The basic brownout technique as applied to an individual server/replica we covered in the previous edition of #themorningpaper. If you are using a load-balancer that depends in some way on response times, the adaptive behaviour arising from the brownout dimmer switch may confuse it.

The issue is to ensure that replica self-adaptivity would not confuse the load-balancing algorithm, overloading replicas that are already struggling with capacity shortage.

Recall that for a brownout-compliant service, the mandatory part of the response is always computed, but the optional part is computed only with a certain probability governed by a control variable called the dimmer. Klein et. al. piggy-back the current dimmer-switch value from a replica onto the normal response flow so that it can be used in load-balancing decisions.

Compared to the near-optimal (for non-adaptive workloads) Join the Shortest Queue (JSQ) algorithm,

results show that the resulting service can tolerate more replica failures and that the novel load-balancing algorithms improve the number of requests served with optional content by up to 5%.

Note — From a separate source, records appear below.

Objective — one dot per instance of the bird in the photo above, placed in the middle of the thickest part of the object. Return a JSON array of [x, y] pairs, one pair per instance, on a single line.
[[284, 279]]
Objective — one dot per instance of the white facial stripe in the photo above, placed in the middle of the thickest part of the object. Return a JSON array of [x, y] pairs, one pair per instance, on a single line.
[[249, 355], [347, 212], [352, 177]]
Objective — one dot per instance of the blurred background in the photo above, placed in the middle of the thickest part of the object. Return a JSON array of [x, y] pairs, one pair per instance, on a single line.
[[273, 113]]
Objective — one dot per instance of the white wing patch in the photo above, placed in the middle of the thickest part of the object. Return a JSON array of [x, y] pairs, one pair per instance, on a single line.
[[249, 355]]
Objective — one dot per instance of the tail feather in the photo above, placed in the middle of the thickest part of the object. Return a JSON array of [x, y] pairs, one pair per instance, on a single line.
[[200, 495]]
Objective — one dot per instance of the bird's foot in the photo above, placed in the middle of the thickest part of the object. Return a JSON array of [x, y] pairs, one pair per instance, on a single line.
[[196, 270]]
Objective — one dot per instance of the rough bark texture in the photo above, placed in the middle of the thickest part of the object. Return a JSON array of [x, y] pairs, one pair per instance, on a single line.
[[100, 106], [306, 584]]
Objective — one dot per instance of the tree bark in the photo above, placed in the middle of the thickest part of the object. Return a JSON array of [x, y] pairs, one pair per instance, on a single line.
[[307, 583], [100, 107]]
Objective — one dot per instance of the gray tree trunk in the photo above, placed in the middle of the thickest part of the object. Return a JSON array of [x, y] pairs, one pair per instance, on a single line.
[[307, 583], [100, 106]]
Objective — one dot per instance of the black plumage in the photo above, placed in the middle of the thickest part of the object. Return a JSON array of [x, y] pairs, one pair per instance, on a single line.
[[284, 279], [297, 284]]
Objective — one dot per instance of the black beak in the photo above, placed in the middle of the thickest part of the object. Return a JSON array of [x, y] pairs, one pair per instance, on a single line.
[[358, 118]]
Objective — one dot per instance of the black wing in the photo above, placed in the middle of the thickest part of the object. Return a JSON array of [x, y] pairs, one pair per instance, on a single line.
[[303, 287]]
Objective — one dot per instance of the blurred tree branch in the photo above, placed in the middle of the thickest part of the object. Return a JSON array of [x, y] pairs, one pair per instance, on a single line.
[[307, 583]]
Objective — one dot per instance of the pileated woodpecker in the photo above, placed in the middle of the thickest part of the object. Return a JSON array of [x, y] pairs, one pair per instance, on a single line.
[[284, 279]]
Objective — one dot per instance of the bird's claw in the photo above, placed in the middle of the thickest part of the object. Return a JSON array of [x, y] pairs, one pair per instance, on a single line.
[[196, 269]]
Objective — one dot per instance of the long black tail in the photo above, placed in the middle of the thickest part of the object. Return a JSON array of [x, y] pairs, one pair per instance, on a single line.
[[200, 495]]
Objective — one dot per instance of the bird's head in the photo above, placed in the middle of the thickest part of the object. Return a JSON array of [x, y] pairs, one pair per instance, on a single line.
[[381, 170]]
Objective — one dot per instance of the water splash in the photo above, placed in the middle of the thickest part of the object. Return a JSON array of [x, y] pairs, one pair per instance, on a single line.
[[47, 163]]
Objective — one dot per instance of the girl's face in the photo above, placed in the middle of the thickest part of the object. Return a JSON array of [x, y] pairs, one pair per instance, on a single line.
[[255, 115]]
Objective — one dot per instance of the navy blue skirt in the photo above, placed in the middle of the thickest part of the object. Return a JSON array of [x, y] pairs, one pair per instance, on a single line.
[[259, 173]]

From the charts earlier therefore, a lot of the gains come from simply having brownout controlled replicas. The load-balancing enhancements are then the icing on the cake. Two algorithms are explored: the first is a variant of a PI controller which adjusts queue-offsets (for a base JSQ algorithm) based on dimmer switch settings; the second strives to keep the dimmer value the same across all replicas.

In summary, adding brownout to a replicated service improves its resilience, even when using a brownout-unaware load-balancing algorithm… However, we observed that in scenarios featuring capacity heterogeneity, our algorithms performed better than shortest queue first (JSQ) with respect to the optional content ratio.